Heroes of Might and Magic II

Heroes of Might & Magic II: The Successon Wars was released in October 1, 1996. An expansion, Price of Loyalty, was released on April 31, 1997. It combines the look and feel of Heroes of Might & Magic I while having many of the features that would be included in Heroes of Might & Magic III such as skills for heroes and upgrading creatures.

H2 Hero ScreenHero

The Successon Wars takes place 25 years after Heroes of Might & Magic I. After Lord Ironfist set himself up as the sole ruler of Enroth by crushing his enemies and consolidating his power base, he looked forward to a peaceful reign. Unfortunately this peace didn't last as when he died his two sons, Archibald and Roland, couldn't peacefully decide who would become king and so Enroth was plunged into a civil war. In Heroes of Might & Magic II you can play in both roles for a total of two campaigns.

Since Heroes of Might & Magic II is so close to Heroes of Might & Magic I, I suggest reading rocco's excellent analysis while I focus on the differences.

H2 Town ScreenTown

Heroes of Might & Magic II adds the Necromancer and Wizard hero classes to the Barbarian, Knight, Sorceress, and Warlock classes present in Heroes of Might & Magic I each with their own town. Note that not all troops are able to be upgraded.

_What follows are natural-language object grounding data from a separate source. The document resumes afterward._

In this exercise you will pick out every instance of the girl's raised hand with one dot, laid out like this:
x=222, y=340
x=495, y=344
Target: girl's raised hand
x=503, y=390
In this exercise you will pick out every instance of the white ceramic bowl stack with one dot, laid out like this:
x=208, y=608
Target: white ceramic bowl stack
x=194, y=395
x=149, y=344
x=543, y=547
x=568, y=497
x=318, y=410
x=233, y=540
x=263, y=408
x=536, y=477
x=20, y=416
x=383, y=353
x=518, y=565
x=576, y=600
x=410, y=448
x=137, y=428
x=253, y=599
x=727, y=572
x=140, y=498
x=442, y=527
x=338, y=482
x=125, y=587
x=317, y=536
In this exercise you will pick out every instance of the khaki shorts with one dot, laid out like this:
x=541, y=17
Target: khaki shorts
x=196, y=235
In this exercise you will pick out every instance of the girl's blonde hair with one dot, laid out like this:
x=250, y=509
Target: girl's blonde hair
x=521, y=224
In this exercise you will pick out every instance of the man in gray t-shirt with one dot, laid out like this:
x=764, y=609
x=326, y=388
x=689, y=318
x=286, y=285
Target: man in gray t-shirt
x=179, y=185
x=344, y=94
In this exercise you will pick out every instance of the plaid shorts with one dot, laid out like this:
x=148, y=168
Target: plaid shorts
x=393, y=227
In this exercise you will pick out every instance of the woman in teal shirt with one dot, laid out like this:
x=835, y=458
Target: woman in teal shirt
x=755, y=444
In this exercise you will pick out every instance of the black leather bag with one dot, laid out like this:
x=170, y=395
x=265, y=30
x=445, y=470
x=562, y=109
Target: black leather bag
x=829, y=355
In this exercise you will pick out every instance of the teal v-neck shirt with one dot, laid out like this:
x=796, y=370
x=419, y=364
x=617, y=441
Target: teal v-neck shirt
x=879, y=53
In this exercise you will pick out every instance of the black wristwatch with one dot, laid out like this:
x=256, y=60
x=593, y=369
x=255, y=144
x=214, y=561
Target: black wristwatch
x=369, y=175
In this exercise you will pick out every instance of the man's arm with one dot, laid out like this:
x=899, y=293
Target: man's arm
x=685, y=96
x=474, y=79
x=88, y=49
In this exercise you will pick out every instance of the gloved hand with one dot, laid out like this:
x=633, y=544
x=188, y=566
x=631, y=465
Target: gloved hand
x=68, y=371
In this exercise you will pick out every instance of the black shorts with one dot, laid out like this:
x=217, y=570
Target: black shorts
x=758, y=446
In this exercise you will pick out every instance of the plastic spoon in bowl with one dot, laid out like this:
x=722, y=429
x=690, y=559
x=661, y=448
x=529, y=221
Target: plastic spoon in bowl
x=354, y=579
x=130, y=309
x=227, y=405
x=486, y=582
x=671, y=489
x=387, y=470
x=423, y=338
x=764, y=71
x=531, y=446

  • Barbarians are might heroes who rely on their might skills to defeat the enemies and have a higher attack than defense. They command Goblins, Orcs/Orc Chieftans, Wolves, Ogres/Ogre Chieftans, Trolls/War Trolls, and Cyclops.
  • Knights are might heroes who have close ammounts of attack and defense with a slight emphasis on defense and more magic ability than the Barbarians. They command Peasants, Archers/Rangers, Pikeman/Veteran Pikeman, Swordsmen/Master Swordsmen, Calvary/Champions, and Paladins/Crusaders.
  • Sorceresses are magic heroes who have more spell points than spell power. They command Sprites, Dwarves/Battle Dwarves, Elves/Grand Elves, Druids/Greater Druids, Unicorns, and Phoenixes.
  • Warlocks are magic heroes who have more spell power than spell points. They command Centaurs, Gargoyles, Griffins, Minotaurs/Minotaur Kings, Hydras, and Green Dragons/Red Dragons/Black Dragons.
  • Necromancers are magic heroes who have the ability to turn defeated troops into skeletons. They command Skeletons, Zombies/Mutant Zombies, Mummies/Royal Mummies, Vampires/Vampire Lords, Liches/Power Liches, and Bone Dragons.
  • Wizards are magic heroes who have equal amounts of spell power and spell points. They command Halflings, Boars, Iron Golems/Steel Golem, Rocs, Mages/Arch Mages, and Giants/Titans.

The secondary skills available have the same functions as in Heroes of Might & Magic III and include Archery, Ballistics, Diplomacy, Eagle Eye, Estates, Leadership, Logistics, Luck, Mysticism, Navigation, Necromancy, Pathfinding, Scouting, and Wisdom. There are eight slots for skills and each has three levels of proficiency; basic, advanced, and expert. The spell system of Heroes of Might & Magic II which has some higher level spells being able to be cast on every allied or enemy troops (such as Bless and Mass Bless) is very similar to the system used in Heroes of Might & Magic IV. Spells such as Holy Word and Holy Shout are also used in Heroes of Might & Magic IV while not showing up in Heroes of Might & Magic III. The difference between Town Gate (teleporting to the nearest friendly town) and Town Portal (teleporting to any friendly town) now makes the Town Gate spell in Heroes of Might & Magic IV understandable.

H2 Adventure ScreenAdventure Screen

The expansion, Price of Loyalty, added four campaigns in addition to the ability to purchase ghosts and elemental, removing cursed items if you visit an Ancient's Hut, and the Evil Shrine for Necromancers which increase the Necromancer skill by 10% for a maximum of 60%. The four campaigns seem to have a choose your own adventure style to them in that there are times in a campaign where you can take one path or the other to reach the conclusion. This adds an interesting twist as well as increasing the gameplay. The campaigns don't have anything directly to connect them with each other aside from the theme of having to pick sides.